/Multiple-linear-regression

I predict cars mileage based on various attributes of car by building multiple linear regression model.

Primary LanguageJupyter Notebook

Multiple-linear-regression

Goal

To build a multiple linear regression model to predict mileage of the car based on various attributes of the car.

Data source

This dataset contains various attributes of cars that were produced in US,Europe and japan. It has 9 attributes and 398 records. I took this dataset from UCI machine learning repository.

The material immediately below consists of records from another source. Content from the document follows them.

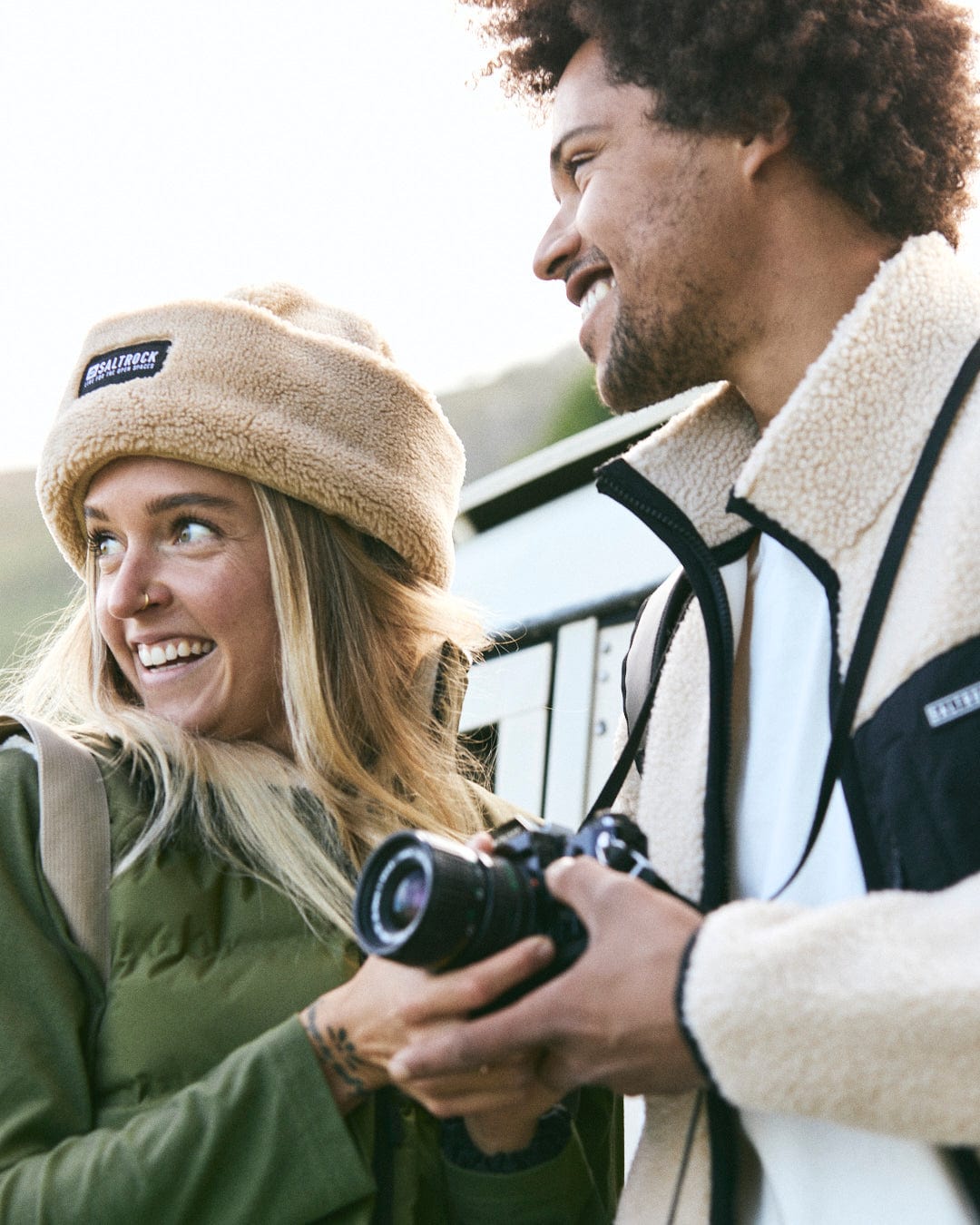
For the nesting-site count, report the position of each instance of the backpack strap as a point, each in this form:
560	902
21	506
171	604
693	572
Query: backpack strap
74	833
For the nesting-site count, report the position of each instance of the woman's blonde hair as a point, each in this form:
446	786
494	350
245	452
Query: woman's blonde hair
373	664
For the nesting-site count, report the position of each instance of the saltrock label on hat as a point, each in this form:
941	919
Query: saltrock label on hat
135	361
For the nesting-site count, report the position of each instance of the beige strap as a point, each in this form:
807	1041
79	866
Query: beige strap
74	833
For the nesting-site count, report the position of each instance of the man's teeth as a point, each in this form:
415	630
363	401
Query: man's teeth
594	296
157	654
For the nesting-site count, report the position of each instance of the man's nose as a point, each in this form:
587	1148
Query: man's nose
559	244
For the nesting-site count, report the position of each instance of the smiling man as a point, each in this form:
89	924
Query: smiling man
766	195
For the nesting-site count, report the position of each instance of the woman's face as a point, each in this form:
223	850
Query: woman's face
184	595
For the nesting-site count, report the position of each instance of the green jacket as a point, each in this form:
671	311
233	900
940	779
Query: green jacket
185	1089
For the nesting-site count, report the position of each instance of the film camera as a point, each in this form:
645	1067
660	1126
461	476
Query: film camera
426	900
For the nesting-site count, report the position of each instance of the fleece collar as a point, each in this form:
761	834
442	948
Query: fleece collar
850	433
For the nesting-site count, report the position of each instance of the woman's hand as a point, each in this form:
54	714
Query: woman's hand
358	1028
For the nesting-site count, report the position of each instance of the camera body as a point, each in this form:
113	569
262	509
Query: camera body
426	900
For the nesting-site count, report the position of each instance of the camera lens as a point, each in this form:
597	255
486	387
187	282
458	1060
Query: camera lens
426	900
405	897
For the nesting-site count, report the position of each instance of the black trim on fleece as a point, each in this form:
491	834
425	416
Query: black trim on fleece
867	846
620	480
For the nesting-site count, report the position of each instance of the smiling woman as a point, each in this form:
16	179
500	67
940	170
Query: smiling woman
267	667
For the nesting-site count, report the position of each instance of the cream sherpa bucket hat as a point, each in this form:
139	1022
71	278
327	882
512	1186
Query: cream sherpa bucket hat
271	385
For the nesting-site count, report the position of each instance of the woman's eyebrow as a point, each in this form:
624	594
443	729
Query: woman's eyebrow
169	503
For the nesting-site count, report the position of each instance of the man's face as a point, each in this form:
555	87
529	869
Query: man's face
652	231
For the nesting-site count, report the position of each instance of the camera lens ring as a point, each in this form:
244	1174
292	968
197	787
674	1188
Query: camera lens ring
405	865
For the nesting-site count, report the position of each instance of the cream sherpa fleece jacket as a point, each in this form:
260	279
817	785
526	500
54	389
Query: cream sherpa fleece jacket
867	1014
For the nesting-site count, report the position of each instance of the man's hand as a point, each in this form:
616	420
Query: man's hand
609	1019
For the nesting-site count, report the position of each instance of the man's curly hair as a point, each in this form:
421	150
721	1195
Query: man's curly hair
881	93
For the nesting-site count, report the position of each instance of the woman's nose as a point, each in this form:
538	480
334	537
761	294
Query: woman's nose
132	588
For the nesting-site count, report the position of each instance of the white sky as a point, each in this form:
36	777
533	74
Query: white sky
152	152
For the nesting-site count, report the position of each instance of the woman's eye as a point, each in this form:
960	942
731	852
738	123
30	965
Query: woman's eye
192	532
104	546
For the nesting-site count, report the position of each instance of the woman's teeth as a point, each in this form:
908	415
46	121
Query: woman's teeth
160	654
594	296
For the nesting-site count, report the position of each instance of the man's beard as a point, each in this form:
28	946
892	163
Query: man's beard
653	357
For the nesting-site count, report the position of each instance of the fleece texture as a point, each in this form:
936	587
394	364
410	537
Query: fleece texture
271	385
867	1012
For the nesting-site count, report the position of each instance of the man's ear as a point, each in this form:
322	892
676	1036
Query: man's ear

The link to the dataset: https://archive.ics.uci.edu/ml/datasets/auto+mpg

Description

This dataset contains eight independent variables and one dependent variable. predictor variables are different attributes of car. Our target variable is mpg(miles per gallon). we need to predict mileage of the car based on various attributes.

I one hot encoded categorical variable to turn them into numerical variable. I used scikit learn library to build the model. I developed a regression model that predicts the target variable with 79% accuracy.

Regression line

Accuracy = 0.79
RMSE value = 2.89
R2 Score = 0.79

I use RMSE value and R2 score as evaluation metrics. Both the values indicate this is a good fit data.

Conclusion

Thus we have developed a multiple linear regression model that predicts the mileage(mpg) of the car with 79% accuracy. we can improve the models accuracy with feature engineering. once we have necessary accuracy we can deploy the model.